Tapi hal itu berimbas sampai sekarang. Tiap kali hendak makan malam bersama, Ririn selalu saja makan di dalam kamarnya dengan alasan yang beragam. Rio sendiri pun merasa tidak enak jika harus mengganggu Violet di kamarnya.Lama lama Rio merasa risih dengan keadaan ini. Akhirnya Rio membuat satu keputusan yang lumayan berat untuk ia jalani.
Minggu pagi, Danuarta, Ratih, dan Rio sedang makan bersama di meja makan. Seperti biasa Ririn makan sendirian dalam kamar. Mereka semua makan dalam kesunyian. Lalu Rio berdehem untuk mencairkan susana yang canggung.
"Ayah, Ibu.

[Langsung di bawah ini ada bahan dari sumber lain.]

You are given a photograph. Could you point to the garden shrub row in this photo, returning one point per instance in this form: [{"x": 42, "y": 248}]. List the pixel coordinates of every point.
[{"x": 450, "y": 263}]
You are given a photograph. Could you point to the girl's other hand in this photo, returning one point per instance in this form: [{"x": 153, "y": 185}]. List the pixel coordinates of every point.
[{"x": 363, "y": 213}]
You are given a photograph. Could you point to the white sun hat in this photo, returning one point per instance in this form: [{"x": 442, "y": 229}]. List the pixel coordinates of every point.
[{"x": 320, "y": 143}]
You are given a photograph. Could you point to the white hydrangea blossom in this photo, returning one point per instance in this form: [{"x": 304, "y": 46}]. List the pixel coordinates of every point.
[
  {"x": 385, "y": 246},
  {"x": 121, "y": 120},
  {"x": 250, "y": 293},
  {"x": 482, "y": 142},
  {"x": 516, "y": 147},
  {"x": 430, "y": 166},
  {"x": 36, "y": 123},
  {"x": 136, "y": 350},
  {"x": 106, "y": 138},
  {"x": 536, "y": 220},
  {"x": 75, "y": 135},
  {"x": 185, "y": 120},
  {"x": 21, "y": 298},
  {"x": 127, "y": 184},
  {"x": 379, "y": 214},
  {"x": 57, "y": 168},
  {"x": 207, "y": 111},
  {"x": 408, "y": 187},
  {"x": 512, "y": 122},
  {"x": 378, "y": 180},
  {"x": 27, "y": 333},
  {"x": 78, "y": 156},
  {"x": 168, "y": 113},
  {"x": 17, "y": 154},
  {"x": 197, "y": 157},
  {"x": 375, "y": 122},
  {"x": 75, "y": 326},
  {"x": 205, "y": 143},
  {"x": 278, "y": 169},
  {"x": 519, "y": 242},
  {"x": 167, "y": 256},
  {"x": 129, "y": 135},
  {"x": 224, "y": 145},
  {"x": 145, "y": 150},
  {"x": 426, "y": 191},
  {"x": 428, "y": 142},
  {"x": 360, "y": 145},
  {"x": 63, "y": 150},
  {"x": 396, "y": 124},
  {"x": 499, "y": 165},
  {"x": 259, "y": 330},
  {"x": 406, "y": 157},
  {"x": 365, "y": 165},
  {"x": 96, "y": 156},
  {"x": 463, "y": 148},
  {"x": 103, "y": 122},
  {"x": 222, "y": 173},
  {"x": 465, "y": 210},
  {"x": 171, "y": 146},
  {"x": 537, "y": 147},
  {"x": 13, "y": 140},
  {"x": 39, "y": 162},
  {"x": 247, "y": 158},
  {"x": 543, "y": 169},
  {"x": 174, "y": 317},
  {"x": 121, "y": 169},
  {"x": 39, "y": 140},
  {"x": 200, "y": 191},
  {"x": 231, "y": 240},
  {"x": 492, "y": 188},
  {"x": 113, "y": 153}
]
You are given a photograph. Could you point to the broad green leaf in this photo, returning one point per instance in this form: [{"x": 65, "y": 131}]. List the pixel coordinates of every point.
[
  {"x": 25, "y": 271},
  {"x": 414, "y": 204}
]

Rio boleh gak minta sesuatu ke kalian?"
"Kamu mau minta apa?"
"Begini, kan anak kandung kalian sudah ketemu. Rio boleh kan keluar dari rumah ini?"
Parkataan Rio barusan membuat Danuarta dan Ratih terdiam saling menatap satu sama lain.
"Kamu mau tingalin Ibu, nak?"
"Bukan begitu maksud Rio. Tapi-"
Rio terlihat putus asa, Danuarta melihat ada sebuah tekad yang sangat kuat dalam diri Rio yang tidak bisa dibantah siapa pun.
"Baiklah, jika itu sudah menjadi keputusan kamu nak."
"Terimakasih Ayah."
Ratih yang tidak terima akan keputusan suaminya pun pergi meninggalkan meja makan.
"Kapan kamu akan pergi, nak?"
"Setelah makan siang aku akan pergi. Aku sudah mencari tempat untuk ngekos."
'Jadi Rio ingin pergi?! Kenapa? Apa dia tidak nyaman akan keberadaan ku?'
Tanpa Rio sadari, Violet mendengar semua pembicaraan mereka dan berlari memasuki kamarnya dan menangis di sana.
Tidak lama kemudian, Rio telah selesai beres beres. Ia telah siap dengan 2 buah koper miliknya. Rio keluar kamar dan melewati kamar Ririn. Untuk sejenak ia memandangi pintu kamar berwarna putih tersebut. Diangkatnya sebelah tangannya, tapi detik selanjutnya ia segera menurunkan tanggannya.
'Selamat tinggal Violet. Aku pergi semoga kamu bahagia selalu.'
Kemudian Rio pun segera menuruni
tangga dan berpamitan dengan Ayah dan Ibu yang telah mengangkat anak dirinya setelah itu ia pun pergi. Tanpa Rio sadari Violet sedang menangis mengantar kepergiannya dari jendela kamarnya.